Putin parla alle Camere“In base ai risultati del referendum e della volontà del popolo, presento all’Assemblea federale (parlamento russo, ndr) una legge costituzionale che sancisce l’ingesso nella Russia di due soggetti, la Crimea e Sebastopoli”. L’annuncio del presidente russo, Vladimir Putin, è satto accolto da una standing ovation dei parlamentari. Lunedì 17 marzo, a un giorno dai risultati del referendum in Crimea, dove il 97 per cento della popolazione ha detto “sì” all’annessione alla Russia, il Cremlino dà un appoggio, scontato, alla richiesta della penisola. Appena finito il discorso di Putin alle Camere, si è proceduto alla firma di un accordo internazionale tra la Russia e la Crimea. La penisola, che ancora due giorni prima faceva parte dell’Ucraina, è diventata un Paese indipendente solo per andare verso l’abbraccio di Mosca. Certo che l’accordo tra gli Stati deve essere ancora ratificato dalla Duma russa, ma anche questo è un passo scontato, visto che i 50 minuti del discorso di Putin sono stati accompagnati da applausi continui.
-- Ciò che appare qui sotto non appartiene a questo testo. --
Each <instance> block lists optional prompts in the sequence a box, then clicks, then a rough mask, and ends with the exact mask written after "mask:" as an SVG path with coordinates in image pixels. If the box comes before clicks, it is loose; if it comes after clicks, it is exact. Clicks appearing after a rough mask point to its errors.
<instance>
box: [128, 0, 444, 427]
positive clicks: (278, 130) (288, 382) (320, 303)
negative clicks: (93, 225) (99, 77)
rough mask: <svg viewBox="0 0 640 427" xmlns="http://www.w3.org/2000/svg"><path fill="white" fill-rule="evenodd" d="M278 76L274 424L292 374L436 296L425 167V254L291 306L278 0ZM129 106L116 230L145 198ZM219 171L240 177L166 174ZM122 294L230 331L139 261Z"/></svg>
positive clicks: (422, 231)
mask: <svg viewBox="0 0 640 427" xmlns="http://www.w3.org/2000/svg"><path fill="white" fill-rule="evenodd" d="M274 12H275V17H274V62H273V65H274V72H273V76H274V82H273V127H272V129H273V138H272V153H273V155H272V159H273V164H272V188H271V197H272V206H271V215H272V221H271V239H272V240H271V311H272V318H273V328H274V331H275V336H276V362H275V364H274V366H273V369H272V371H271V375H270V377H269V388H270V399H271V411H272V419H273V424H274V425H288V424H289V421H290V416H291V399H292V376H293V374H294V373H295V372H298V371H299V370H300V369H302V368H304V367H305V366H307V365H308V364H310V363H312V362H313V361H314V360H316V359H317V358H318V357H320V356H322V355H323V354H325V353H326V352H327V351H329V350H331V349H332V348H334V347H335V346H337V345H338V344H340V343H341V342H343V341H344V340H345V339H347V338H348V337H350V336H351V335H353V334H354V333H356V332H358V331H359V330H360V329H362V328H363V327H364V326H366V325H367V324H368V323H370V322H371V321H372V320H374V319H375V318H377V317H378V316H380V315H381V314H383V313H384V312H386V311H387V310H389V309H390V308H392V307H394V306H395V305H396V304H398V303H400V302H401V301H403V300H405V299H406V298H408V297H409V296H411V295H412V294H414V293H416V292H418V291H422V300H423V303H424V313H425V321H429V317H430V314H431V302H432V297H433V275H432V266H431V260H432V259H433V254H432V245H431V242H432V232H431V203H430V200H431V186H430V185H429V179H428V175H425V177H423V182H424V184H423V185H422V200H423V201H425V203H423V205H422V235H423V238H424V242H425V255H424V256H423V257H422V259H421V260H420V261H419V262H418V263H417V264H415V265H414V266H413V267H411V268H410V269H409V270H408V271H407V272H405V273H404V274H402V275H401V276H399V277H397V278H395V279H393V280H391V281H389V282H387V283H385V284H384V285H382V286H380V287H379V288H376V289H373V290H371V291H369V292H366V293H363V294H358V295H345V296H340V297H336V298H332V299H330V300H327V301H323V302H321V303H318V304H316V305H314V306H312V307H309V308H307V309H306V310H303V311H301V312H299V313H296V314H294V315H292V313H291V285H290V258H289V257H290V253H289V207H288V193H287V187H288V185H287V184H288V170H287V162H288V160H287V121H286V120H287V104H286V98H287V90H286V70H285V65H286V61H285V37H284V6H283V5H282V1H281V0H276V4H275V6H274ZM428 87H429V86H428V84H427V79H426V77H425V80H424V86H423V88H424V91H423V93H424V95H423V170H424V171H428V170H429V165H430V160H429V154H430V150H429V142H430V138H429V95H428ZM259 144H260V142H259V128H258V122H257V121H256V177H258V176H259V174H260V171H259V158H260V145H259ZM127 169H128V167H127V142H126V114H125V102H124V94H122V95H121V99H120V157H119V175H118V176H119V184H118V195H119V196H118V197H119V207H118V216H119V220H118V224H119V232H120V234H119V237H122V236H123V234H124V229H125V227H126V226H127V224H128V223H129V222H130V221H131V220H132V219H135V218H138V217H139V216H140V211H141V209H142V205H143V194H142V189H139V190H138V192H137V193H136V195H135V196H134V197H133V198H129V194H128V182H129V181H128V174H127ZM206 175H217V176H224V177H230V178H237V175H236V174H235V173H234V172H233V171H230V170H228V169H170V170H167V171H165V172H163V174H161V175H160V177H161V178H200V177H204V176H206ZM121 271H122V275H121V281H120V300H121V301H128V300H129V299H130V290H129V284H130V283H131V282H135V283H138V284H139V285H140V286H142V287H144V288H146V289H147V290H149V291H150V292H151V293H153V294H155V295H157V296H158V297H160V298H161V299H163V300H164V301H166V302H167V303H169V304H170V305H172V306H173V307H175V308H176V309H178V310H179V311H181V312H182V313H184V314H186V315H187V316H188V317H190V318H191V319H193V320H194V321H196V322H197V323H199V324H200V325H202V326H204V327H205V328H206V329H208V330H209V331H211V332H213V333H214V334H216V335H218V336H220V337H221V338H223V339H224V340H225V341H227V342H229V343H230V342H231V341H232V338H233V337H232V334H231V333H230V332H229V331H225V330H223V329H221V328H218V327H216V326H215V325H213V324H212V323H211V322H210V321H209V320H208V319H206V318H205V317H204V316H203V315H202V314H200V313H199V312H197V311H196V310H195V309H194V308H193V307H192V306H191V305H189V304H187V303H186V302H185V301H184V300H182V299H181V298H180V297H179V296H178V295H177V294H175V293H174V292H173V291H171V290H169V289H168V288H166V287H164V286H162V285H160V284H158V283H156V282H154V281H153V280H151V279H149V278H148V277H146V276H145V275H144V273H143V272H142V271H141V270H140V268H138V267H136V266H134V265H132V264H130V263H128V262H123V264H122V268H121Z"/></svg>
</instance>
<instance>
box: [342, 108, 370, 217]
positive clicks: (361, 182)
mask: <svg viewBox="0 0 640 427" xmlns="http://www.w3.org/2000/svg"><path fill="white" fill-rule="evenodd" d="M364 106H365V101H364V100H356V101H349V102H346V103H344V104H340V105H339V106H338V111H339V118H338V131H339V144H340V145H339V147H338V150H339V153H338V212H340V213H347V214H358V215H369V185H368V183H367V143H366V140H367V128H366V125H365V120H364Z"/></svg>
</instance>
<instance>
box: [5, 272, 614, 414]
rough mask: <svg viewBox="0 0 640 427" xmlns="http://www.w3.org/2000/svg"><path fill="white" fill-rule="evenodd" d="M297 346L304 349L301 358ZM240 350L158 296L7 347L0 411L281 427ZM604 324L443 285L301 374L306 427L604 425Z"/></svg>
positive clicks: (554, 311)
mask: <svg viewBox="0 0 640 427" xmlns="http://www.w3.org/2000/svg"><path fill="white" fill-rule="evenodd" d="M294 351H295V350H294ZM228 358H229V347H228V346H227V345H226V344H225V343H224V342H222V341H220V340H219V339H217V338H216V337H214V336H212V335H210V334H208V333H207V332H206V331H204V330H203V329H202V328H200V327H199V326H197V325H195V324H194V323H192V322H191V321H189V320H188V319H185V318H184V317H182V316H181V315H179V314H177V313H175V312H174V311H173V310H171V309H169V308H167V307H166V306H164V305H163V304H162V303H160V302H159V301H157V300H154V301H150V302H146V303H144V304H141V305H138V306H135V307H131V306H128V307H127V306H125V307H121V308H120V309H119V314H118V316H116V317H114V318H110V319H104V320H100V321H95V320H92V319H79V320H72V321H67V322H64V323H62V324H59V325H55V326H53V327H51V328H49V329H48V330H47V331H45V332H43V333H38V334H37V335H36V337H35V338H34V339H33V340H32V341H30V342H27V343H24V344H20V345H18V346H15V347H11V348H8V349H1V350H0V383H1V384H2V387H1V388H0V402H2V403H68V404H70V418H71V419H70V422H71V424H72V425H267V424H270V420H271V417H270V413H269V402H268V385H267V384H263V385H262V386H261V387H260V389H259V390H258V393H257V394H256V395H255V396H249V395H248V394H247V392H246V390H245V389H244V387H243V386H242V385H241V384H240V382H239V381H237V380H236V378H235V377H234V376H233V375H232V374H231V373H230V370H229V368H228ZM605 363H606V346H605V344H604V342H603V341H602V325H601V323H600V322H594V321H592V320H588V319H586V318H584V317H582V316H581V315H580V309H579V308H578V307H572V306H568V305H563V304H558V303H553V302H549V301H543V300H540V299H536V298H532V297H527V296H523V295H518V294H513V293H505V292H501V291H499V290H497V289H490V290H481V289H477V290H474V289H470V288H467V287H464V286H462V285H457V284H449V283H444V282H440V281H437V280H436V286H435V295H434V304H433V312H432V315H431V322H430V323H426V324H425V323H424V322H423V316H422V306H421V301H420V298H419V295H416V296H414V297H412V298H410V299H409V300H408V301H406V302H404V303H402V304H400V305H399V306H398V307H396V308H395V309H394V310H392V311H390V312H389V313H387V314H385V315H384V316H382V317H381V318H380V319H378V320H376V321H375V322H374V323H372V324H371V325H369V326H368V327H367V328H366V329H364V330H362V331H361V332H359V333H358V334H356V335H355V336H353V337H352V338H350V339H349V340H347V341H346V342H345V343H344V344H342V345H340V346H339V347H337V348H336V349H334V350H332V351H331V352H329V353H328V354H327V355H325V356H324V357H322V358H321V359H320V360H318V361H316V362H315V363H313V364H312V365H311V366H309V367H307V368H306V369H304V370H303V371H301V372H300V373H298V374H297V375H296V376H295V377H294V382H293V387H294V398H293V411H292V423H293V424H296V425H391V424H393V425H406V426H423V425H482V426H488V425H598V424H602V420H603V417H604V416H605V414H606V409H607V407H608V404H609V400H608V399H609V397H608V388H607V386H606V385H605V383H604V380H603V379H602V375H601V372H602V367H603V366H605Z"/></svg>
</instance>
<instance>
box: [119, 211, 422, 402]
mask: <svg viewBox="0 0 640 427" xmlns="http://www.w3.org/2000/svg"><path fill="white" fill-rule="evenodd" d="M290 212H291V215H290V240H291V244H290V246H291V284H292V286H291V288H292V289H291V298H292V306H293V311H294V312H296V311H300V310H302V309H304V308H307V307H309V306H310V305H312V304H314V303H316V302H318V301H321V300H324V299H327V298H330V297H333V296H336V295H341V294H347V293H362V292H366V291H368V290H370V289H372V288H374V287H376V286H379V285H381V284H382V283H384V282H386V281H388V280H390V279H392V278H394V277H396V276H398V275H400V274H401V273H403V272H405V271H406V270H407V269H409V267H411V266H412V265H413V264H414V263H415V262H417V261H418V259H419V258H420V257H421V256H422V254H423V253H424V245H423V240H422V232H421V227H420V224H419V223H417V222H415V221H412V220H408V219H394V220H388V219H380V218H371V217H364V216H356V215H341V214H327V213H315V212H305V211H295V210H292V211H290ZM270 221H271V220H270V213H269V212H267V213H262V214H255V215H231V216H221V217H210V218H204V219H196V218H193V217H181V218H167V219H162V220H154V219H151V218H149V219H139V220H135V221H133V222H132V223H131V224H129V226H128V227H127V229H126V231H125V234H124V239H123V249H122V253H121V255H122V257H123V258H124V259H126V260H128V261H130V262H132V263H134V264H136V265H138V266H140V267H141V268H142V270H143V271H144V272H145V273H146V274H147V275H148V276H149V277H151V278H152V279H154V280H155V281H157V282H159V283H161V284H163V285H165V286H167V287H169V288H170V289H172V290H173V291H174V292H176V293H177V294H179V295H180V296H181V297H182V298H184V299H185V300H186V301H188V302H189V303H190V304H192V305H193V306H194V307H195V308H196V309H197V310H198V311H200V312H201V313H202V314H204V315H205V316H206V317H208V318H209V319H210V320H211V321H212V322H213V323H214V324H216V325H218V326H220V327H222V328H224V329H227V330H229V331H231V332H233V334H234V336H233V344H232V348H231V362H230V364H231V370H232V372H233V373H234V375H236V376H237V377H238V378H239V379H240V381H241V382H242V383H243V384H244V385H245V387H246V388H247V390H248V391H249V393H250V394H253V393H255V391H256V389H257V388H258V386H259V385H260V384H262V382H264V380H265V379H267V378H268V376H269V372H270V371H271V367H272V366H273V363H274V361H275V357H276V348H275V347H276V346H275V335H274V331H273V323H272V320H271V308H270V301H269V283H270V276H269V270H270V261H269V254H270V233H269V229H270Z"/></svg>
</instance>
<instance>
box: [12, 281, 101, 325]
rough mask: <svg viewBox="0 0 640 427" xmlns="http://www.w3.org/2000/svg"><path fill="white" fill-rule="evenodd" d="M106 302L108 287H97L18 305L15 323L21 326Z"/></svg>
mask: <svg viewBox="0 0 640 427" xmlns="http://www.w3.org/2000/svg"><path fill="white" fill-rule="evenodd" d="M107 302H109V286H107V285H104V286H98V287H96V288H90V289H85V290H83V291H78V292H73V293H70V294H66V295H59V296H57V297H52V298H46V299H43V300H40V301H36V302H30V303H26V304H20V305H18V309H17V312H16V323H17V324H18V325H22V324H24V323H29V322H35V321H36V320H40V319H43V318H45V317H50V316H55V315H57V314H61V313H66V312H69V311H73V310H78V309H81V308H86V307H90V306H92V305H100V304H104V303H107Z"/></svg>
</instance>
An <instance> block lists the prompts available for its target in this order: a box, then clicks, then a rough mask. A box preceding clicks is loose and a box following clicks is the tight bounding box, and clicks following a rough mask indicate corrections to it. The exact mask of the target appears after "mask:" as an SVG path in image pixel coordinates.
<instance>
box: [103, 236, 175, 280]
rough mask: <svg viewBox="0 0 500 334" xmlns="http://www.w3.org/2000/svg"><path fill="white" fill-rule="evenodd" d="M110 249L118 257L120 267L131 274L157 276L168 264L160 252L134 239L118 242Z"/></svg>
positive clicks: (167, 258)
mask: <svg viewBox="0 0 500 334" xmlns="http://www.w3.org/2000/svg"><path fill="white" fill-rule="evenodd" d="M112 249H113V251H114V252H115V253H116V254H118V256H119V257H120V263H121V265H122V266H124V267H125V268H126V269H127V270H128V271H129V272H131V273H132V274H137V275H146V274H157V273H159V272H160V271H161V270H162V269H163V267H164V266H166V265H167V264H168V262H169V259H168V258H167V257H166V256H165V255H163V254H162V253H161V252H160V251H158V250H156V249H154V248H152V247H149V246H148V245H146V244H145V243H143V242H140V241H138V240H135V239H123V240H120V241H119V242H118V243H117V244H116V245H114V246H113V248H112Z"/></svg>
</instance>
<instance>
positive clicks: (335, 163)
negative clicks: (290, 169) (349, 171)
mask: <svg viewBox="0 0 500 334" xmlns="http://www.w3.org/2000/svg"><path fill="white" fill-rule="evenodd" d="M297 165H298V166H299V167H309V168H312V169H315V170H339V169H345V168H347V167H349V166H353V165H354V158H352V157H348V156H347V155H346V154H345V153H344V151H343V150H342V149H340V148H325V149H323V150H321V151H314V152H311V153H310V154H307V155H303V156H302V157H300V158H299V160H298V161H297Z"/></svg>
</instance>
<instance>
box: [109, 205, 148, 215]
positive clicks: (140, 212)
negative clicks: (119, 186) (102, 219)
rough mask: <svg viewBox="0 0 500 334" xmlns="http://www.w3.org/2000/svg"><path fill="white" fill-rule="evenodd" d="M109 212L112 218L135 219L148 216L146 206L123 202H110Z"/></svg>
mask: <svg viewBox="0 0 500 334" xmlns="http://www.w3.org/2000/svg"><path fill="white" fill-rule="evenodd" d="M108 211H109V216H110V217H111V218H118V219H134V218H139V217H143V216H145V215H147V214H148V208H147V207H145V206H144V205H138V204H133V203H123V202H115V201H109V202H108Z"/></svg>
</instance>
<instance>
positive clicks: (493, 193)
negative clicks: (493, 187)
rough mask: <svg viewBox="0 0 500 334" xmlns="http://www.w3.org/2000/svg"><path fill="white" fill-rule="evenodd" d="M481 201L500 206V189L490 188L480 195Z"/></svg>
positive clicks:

“Nel cuor nostro non ci siamo mai scordati che la Crimea e Sebastopoli sono delle terre russe”, ha esortato Putin che nel suo discorso ha fatto leva sui sentimenti patriotici della maggioranza dei russi. Il 92 per cento della popolazione russa, secondo i sondaggi citati da Putin, è favorevole all’annessione della penisola, anche a costo di rimetterci a causa delle sanzioni dell’Occidente. La decisone politica, ossia l’ingresso della Crimea e di Sebastopoli nella Russia, può essere presa solo in base alla volontà popolare, ha sottolineato Putin, indicando come la stessa popolazione dell’Ucraina ha manifestato chiaramente il desiderio di unirsi a Mosca.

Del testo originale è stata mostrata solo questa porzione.